My discovery about mathematics

Naoto Meguro. Amateur.
MSC2010. Primary 03C62; Secondary 03C55.
Key Words and Phrases. The natural number theory in the set theory,
Gödel's theorem.
The abstract. The natural number theory in the set theory isn't consistent.

                              1

I indicate that the set theory(ST) including the natural number theory(NNT) isn't consistent
by Gödel's theorem.

                              2

Let's write ∅=0 and x∪{x}=x+1. Let X be a countable and consistent axiom system of
ST including NNT. Let d be a free individual symbol. X doesn't include d. Let N" be an individual
symbol for which (1∈N")∧∀n((n∈N")→(n+1∈N")) ∈X and
∀x((1∈x)∧∀y((y∈x)→(y+1∈x))→(N"⊂x)) ∈X.
You may set up that ∀x(x≠1+x) ∈X and ∀n((n∈N")→(n=∑_m∈n1^m)) ∈X and
∀x∀y((x∈y)→(∑_m∈y1^m=1^x+∑_m∈y-{x}1^m))∈X
for these are formed in the case of N"=N.
Theorem 1. X has a countable model M for which M |= (d∈N")∧(m∈d) for ∀m∈{0}∪N.
Proof.
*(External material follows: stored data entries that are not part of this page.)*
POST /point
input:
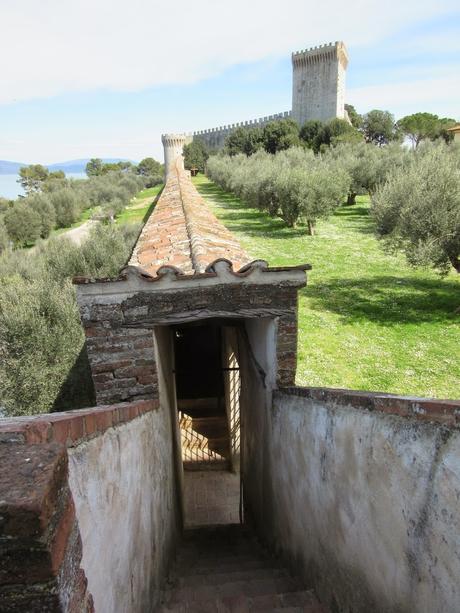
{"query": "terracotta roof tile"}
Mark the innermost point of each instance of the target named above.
(184, 233)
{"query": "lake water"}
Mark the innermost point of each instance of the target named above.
(11, 189)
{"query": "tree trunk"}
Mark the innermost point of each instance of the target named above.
(351, 199)
(455, 261)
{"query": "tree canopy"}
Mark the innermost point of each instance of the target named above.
(418, 208)
(280, 135)
(425, 126)
(244, 140)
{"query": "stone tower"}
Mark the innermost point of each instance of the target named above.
(173, 145)
(318, 83)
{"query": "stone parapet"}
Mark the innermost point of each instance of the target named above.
(71, 428)
(445, 412)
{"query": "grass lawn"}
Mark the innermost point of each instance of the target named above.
(367, 320)
(85, 216)
(140, 207)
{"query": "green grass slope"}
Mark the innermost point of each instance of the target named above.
(366, 319)
(140, 207)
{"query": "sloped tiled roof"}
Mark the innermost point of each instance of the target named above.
(183, 233)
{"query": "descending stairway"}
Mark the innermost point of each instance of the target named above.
(224, 570)
(204, 433)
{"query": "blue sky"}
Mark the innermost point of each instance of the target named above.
(106, 78)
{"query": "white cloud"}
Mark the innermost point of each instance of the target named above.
(58, 46)
(439, 94)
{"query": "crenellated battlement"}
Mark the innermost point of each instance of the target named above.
(173, 140)
(320, 53)
(251, 123)
(214, 138)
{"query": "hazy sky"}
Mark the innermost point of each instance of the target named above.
(105, 78)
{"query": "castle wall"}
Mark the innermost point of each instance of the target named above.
(214, 138)
(318, 83)
(173, 145)
(359, 492)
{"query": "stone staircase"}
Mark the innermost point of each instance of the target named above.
(225, 570)
(205, 435)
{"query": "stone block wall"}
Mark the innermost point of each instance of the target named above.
(359, 492)
(214, 138)
(318, 83)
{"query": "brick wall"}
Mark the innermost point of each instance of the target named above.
(120, 337)
(40, 540)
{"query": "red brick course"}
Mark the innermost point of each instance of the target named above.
(40, 545)
(72, 427)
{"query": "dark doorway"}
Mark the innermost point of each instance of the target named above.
(207, 394)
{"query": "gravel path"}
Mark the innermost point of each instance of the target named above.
(80, 234)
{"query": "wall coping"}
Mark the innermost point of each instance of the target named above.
(445, 412)
(71, 428)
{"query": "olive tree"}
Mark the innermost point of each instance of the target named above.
(418, 208)
(23, 224)
(311, 192)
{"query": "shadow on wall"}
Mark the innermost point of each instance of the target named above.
(387, 299)
(77, 391)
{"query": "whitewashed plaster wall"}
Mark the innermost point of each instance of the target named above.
(123, 486)
(365, 505)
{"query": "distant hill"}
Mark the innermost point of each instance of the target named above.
(80, 165)
(9, 168)
(12, 168)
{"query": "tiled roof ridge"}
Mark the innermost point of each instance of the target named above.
(184, 233)
(206, 233)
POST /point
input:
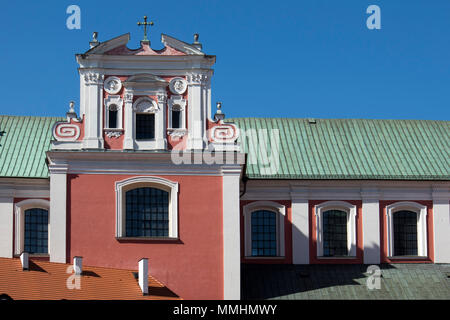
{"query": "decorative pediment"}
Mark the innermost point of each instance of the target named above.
(109, 45)
(118, 46)
(145, 80)
(179, 45)
(145, 104)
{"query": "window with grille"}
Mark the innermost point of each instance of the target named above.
(405, 233)
(264, 233)
(147, 212)
(145, 126)
(112, 117)
(36, 231)
(176, 119)
(335, 233)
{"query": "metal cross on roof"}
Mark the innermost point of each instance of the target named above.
(145, 24)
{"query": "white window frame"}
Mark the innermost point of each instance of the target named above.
(19, 212)
(350, 209)
(279, 210)
(421, 210)
(155, 143)
(114, 100)
(154, 182)
(177, 103)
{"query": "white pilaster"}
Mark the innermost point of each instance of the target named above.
(128, 142)
(93, 138)
(58, 201)
(197, 99)
(371, 225)
(300, 226)
(441, 225)
(6, 227)
(231, 233)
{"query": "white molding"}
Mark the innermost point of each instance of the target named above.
(112, 90)
(121, 187)
(350, 209)
(58, 207)
(179, 45)
(24, 188)
(441, 229)
(421, 212)
(6, 225)
(19, 220)
(113, 100)
(279, 210)
(178, 85)
(176, 102)
(64, 131)
(159, 142)
(349, 190)
(231, 234)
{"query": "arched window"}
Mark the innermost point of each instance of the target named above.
(405, 233)
(176, 119)
(264, 229)
(264, 233)
(36, 231)
(335, 233)
(32, 218)
(406, 229)
(336, 229)
(147, 207)
(113, 113)
(112, 117)
(147, 212)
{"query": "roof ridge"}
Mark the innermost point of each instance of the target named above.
(346, 119)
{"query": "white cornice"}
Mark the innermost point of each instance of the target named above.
(346, 190)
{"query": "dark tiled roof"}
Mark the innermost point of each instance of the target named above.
(48, 281)
(398, 281)
(345, 148)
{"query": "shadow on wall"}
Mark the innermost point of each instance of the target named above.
(265, 281)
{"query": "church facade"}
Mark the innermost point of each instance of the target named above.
(145, 170)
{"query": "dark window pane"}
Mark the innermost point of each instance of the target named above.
(145, 126)
(145, 217)
(405, 233)
(264, 235)
(335, 233)
(112, 119)
(36, 234)
(176, 119)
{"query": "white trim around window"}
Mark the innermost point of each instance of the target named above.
(155, 182)
(116, 103)
(421, 211)
(350, 209)
(279, 210)
(19, 217)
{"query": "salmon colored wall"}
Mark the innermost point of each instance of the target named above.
(192, 266)
(383, 234)
(313, 259)
(287, 236)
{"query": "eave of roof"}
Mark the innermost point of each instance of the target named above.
(48, 281)
(347, 149)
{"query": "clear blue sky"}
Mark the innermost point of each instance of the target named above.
(312, 58)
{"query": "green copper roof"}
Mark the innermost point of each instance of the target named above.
(345, 148)
(345, 282)
(23, 146)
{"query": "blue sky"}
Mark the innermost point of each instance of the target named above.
(312, 58)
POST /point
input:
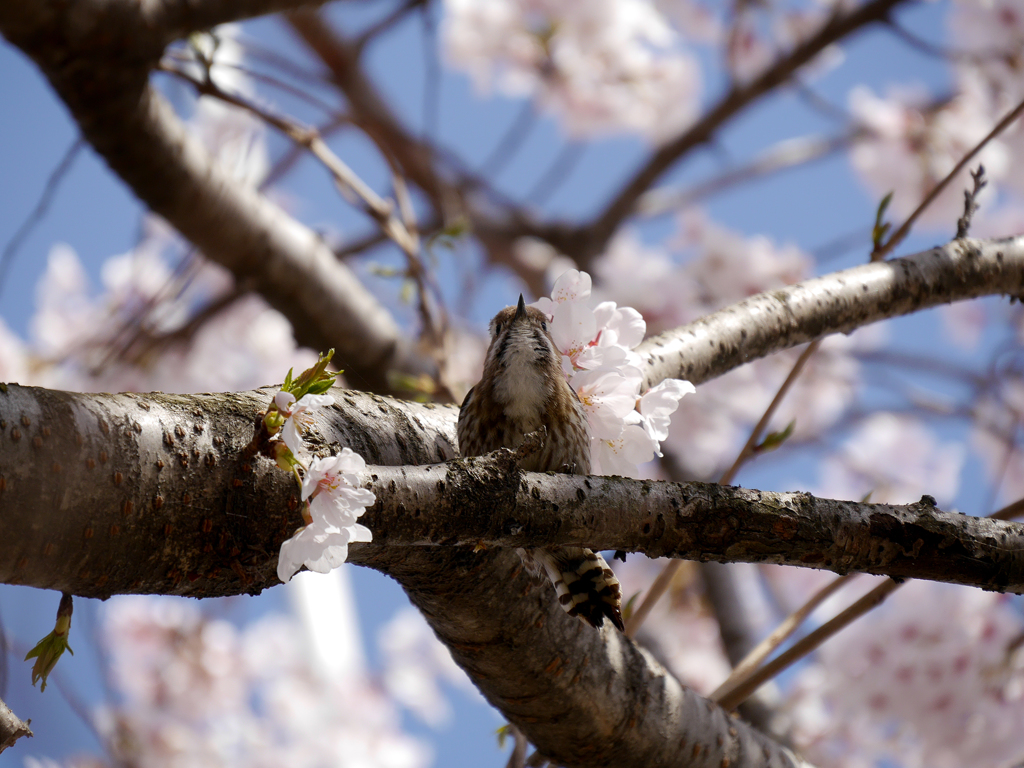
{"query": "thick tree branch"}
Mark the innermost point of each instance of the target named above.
(836, 303)
(487, 503)
(105, 494)
(11, 727)
(99, 66)
(88, 482)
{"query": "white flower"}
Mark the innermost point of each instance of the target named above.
(299, 416)
(657, 406)
(620, 326)
(336, 503)
(608, 396)
(620, 456)
(571, 286)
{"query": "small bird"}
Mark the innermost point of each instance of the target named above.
(523, 389)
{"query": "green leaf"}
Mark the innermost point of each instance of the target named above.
(503, 733)
(881, 227)
(774, 439)
(48, 650)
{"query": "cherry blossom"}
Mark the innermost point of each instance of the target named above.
(415, 665)
(605, 66)
(599, 363)
(931, 678)
(299, 416)
(336, 503)
(201, 691)
(894, 458)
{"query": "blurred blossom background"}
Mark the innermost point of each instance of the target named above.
(543, 110)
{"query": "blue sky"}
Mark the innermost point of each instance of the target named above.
(97, 215)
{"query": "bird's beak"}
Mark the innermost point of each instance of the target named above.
(520, 309)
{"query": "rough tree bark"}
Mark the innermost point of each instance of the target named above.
(89, 481)
(112, 494)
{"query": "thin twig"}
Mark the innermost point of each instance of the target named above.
(778, 636)
(386, 23)
(664, 579)
(884, 250)
(751, 446)
(351, 186)
(557, 174)
(731, 698)
(785, 155)
(971, 202)
(730, 695)
(7, 258)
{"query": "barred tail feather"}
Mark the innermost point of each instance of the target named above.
(584, 583)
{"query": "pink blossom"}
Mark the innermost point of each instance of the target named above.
(336, 503)
(604, 66)
(658, 403)
(299, 417)
(623, 454)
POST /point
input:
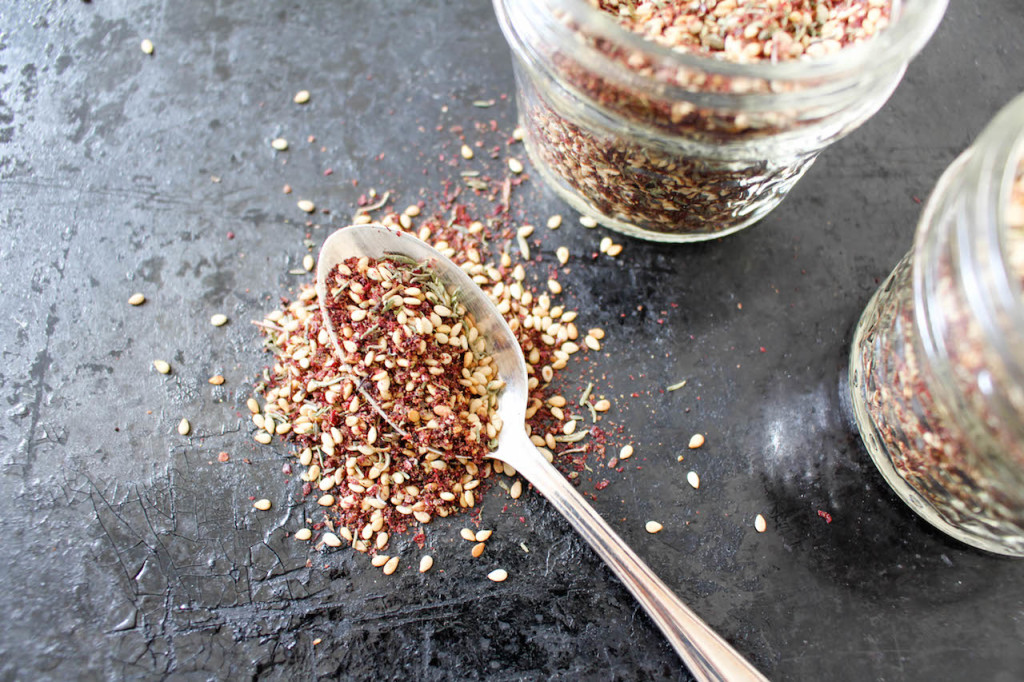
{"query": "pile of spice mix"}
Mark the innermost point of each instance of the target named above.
(631, 176)
(395, 432)
(947, 461)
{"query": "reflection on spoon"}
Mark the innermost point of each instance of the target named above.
(705, 652)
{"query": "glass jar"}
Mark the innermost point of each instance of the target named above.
(680, 146)
(937, 361)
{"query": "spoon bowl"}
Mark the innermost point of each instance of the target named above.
(705, 652)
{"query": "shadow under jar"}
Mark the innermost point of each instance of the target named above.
(937, 363)
(698, 140)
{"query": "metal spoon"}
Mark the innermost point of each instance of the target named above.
(705, 652)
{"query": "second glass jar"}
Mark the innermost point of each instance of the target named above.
(676, 146)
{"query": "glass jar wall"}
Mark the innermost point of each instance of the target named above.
(677, 146)
(937, 363)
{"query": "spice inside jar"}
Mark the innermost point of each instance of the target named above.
(938, 354)
(684, 121)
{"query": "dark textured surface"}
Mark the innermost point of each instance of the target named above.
(128, 550)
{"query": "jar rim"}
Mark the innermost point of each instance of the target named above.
(902, 39)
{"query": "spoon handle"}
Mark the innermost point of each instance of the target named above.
(705, 652)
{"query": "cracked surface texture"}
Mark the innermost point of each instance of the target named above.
(129, 551)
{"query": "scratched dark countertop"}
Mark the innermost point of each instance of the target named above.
(128, 551)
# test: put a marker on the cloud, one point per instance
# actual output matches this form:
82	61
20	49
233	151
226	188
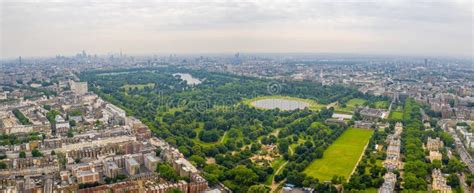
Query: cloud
54	27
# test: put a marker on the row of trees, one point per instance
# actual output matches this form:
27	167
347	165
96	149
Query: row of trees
22	118
195	118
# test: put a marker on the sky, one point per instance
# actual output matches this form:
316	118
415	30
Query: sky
49	28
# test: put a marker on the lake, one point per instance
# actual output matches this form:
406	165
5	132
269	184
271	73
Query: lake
190	80
282	104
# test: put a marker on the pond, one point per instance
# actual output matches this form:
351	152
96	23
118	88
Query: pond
282	104
190	80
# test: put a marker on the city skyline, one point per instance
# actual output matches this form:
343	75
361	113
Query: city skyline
395	28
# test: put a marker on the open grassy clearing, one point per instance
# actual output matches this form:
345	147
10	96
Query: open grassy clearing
396	115
382	104
342	156
313	105
137	86
349	106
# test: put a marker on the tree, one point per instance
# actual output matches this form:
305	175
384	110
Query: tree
167	172
3	165
22	154
283	146
453	180
175	191
258	189
242	175
36	153
198	161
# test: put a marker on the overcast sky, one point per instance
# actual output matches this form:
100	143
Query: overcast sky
48	28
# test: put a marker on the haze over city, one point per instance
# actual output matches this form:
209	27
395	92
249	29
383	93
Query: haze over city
236	96
48	28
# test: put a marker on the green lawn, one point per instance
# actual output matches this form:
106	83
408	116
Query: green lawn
342	156
137	86
350	105
382	104
396	115
313	105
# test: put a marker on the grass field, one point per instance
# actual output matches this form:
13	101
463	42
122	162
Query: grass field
350	106
342	156
137	86
313	105
382	104
396	115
The axiom system X∪{d∈N",0∈d,1∈d,…,m∈d} has a model M_m for which
M_m |= N"=N and M_m |=d={0,1,…m}=m+1 and is consistent for ∀m∈N.
So X∪{d∈N",0∈d,1∈d,2∈d,…(infinitely)} is consistent and has a countable model M.
M is a model of X and M |= (d∈N")∧(m∈d) for ∀m∈{0}∪N.♦
Theorem 2. X doesn't exist.
Proof.Assume existence of X. For M in theorem 1, d becomes a countable set.
You can put M |= d={n₁,n₂,…(infinitely)}∈N". So M |= d=∑_m∈d1^m=1^n₁+1^n₂+…(infinitely).
M |= 1+d=1+(1+1+…(infinitely))=1+1+1+…(infinitely)=d. But M |= 1+d≠d.This is contradiction.♦

                              3